Obviously, whether this prevails largely depends on Iran’s response and how the US intends to progress. Apart from this event on the geopolitical arena, he also focuses on how sentiment evolves in the US itself, after Trump’s decision to conduct the air strikes. From an investment perspective, Messi will not change portfolios erratically and remains invested in the belly of the curve, opting for a yield pick-up through some corporate credit risk rather than extending duration risk at this point. 

Julius Baer's views are shared by Chris Beauchamp, chief market analyst at IG, who highlighted how markets have greeted the US strike on Iran with a collective shrug, clawing back overnight losses for stocks and oil prices firmly off their highs. “The scope of any Iranian response is still being determined it seems, but while it suits the regime to talk about closing off Hormuz, such a move would bring down further retaliation.
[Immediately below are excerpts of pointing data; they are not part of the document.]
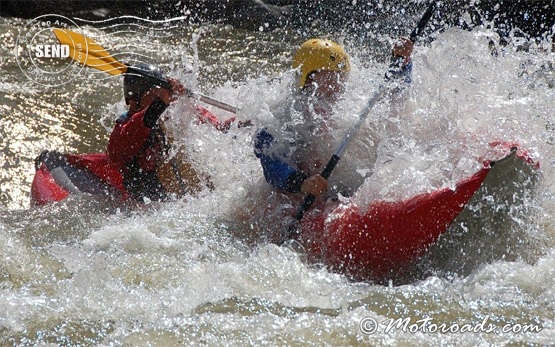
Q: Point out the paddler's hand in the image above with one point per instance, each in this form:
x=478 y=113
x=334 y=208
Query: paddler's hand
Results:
x=403 y=48
x=177 y=89
x=314 y=185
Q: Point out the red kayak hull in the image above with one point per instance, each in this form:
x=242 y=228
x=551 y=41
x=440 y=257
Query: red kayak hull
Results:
x=379 y=241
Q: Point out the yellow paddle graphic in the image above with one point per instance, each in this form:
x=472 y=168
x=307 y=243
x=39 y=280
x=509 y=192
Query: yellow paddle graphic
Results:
x=89 y=53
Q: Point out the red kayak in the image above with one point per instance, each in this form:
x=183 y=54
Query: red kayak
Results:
x=58 y=175
x=374 y=242
x=380 y=241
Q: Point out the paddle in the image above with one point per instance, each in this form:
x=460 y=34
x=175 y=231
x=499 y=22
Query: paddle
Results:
x=89 y=53
x=309 y=200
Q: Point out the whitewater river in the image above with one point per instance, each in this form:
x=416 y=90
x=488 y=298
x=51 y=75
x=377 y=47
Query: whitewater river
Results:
x=85 y=272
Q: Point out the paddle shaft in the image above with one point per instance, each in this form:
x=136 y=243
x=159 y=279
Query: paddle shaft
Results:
x=89 y=53
x=309 y=199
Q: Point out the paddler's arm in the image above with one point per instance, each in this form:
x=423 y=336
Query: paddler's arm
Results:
x=282 y=175
x=131 y=132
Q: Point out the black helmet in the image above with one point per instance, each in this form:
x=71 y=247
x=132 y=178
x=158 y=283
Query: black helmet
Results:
x=140 y=78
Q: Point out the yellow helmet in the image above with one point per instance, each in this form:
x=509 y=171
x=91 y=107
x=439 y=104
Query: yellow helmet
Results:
x=318 y=54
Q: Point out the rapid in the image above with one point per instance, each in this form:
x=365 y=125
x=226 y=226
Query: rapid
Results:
x=87 y=272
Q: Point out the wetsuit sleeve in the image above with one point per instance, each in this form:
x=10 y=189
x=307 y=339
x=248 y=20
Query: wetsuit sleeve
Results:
x=130 y=133
x=276 y=171
x=127 y=138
At present, it looks like Iran has few good options, which may be enough to stay Tehran’s hand,” Beauchamp said.

Geneva-headquartered Union Bancaire Privée (UBP) also believes that equity markets remain quietly confident. “While the fallout appears for now contained on global inflation, the conflict carries the potential to trigger a supply shock in global energy markets. Although geopolitical risks are rising, financial markets are currently not pricing in a worst-case scenario,” UBP said in a note. UBP maintains its convictions across asset classes, favouring equities over bonds and maintains a positive stance on gold, which remains a key hedge in the event of an extreme geopolitical shock.